Notes to Financial Statements
December 31, 2018
The Company leases its corporate offices under an operating lease. The original term was 25 months from a commencement date of March 2016. In 2018, a new lease agreement was entered into with a term of 38 months. Rent expense for the year ended December 31, 2018 was $87,335.
Future, non-cancellable operating lease commitments under these lease agreements are as follows for the year ended December 31, 2018:
2019 | $44,988 |
2020 | 46,830 |
2021 | 27,944 |
| |
| $119,762 |
Legal Contingencies
From time-to-time, the Company may be involved in certain legal proceedings.
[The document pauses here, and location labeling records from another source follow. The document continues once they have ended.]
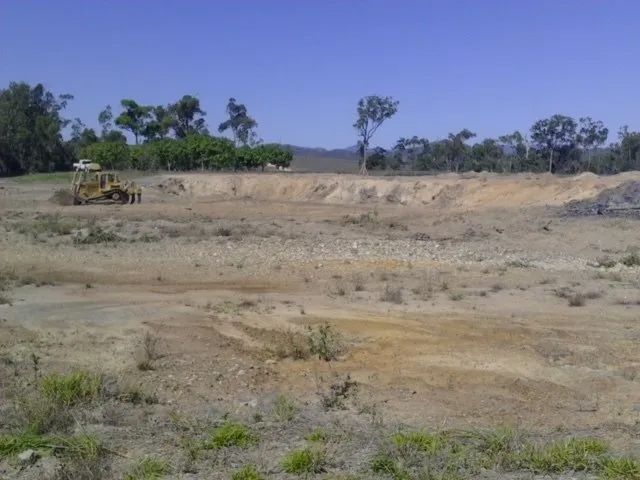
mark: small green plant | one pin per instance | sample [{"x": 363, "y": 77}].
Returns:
[
  {"x": 576, "y": 454},
  {"x": 285, "y": 409},
  {"x": 325, "y": 342},
  {"x": 621, "y": 468},
  {"x": 231, "y": 434},
  {"x": 79, "y": 446},
  {"x": 318, "y": 435},
  {"x": 305, "y": 461},
  {"x": 631, "y": 260},
  {"x": 392, "y": 295},
  {"x": 248, "y": 472},
  {"x": 577, "y": 300},
  {"x": 456, "y": 296},
  {"x": 149, "y": 468},
  {"x": 421, "y": 441},
  {"x": 71, "y": 388},
  {"x": 605, "y": 262},
  {"x": 339, "y": 391}
]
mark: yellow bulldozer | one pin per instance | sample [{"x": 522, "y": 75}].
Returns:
[{"x": 90, "y": 184}]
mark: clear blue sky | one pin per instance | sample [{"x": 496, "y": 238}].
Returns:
[{"x": 300, "y": 66}]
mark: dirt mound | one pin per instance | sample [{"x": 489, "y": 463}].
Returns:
[
  {"x": 449, "y": 191},
  {"x": 623, "y": 199},
  {"x": 62, "y": 197}
]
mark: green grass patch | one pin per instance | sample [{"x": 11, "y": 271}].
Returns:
[
  {"x": 149, "y": 468},
  {"x": 305, "y": 461},
  {"x": 575, "y": 454},
  {"x": 621, "y": 468},
  {"x": 631, "y": 260},
  {"x": 231, "y": 434},
  {"x": 79, "y": 446},
  {"x": 72, "y": 388},
  {"x": 319, "y": 435},
  {"x": 285, "y": 409},
  {"x": 248, "y": 472}
]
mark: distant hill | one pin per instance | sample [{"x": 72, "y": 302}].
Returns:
[{"x": 308, "y": 159}]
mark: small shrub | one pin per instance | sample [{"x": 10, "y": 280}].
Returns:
[
  {"x": 456, "y": 296},
  {"x": 421, "y": 441},
  {"x": 231, "y": 434},
  {"x": 223, "y": 232},
  {"x": 358, "y": 283},
  {"x": 318, "y": 435},
  {"x": 339, "y": 391},
  {"x": 285, "y": 409},
  {"x": 621, "y": 468},
  {"x": 149, "y": 468},
  {"x": 72, "y": 388},
  {"x": 576, "y": 454},
  {"x": 606, "y": 262},
  {"x": 96, "y": 235},
  {"x": 392, "y": 295},
  {"x": 577, "y": 300},
  {"x": 248, "y": 472},
  {"x": 325, "y": 342},
  {"x": 631, "y": 260},
  {"x": 147, "y": 351},
  {"x": 305, "y": 461}
]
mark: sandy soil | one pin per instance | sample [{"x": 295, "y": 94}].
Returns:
[{"x": 221, "y": 267}]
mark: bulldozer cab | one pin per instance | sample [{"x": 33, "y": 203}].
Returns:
[{"x": 91, "y": 185}]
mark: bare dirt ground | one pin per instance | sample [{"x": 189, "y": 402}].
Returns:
[{"x": 460, "y": 303}]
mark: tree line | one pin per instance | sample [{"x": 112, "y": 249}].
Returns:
[
  {"x": 555, "y": 144},
  {"x": 173, "y": 137},
  {"x": 176, "y": 137}
]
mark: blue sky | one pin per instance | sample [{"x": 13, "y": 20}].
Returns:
[{"x": 300, "y": 66}]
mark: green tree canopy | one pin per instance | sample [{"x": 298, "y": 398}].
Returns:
[
  {"x": 372, "y": 111},
  {"x": 133, "y": 118},
  {"x": 31, "y": 126},
  {"x": 188, "y": 117},
  {"x": 239, "y": 122}
]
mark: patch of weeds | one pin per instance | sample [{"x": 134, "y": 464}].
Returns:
[
  {"x": 392, "y": 295},
  {"x": 231, "y": 434},
  {"x": 325, "y": 342},
  {"x": 147, "y": 351},
  {"x": 136, "y": 395},
  {"x": 605, "y": 262},
  {"x": 420, "y": 441},
  {"x": 248, "y": 472},
  {"x": 576, "y": 454},
  {"x": 631, "y": 260},
  {"x": 518, "y": 263},
  {"x": 358, "y": 283},
  {"x": 149, "y": 468},
  {"x": 456, "y": 296},
  {"x": 621, "y": 468},
  {"x": 577, "y": 300},
  {"x": 305, "y": 461},
  {"x": 72, "y": 388},
  {"x": 289, "y": 344},
  {"x": 592, "y": 295},
  {"x": 285, "y": 409},
  {"x": 5, "y": 299},
  {"x": 338, "y": 393},
  {"x": 78, "y": 446},
  {"x": 613, "y": 276},
  {"x": 318, "y": 435},
  {"x": 96, "y": 235}
]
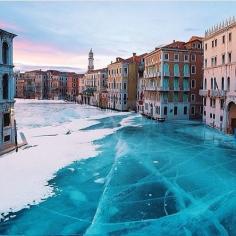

The Company accrues a liability for the estimated loss when a loss is considered probable and the amount of loss can be reasonably estimated. As of December 31, 2018, the Company has no accrued liabilities for such matters.
6.Concentrations
Major Customer
For the year ended December 31, 2018, there was one customer that generated at least 10% of the Company’s revenues. This customer represented approximately 37% of revenues. As of December 31, 2018, net accounts receivable due from this customer totaled approximately $250,000.
Financial Institutions
The Company maintains its cash balances at a single financial institution. Balances held by this institution are insured by the Federal Deposit Insurance Corporation for up to $250,000. The Company’s cash balances may exceed such insured limits. The Company reduces its exposure to credit risk by monitoring the financial stability of the institution.
7.Subsequent Events
Management has evaluated subsequent events through January 14, 2020, the date the financial statements were available to be issued.
On October 31, 2019, CynergisTek, Inc. acquired all the outstanding stock of the Company for approximately $5.5 million in cash, 491,804 shares of CynergisTek, Inc. common stock, and contingent earn-out fees payable to the sellers up to $4.0 million.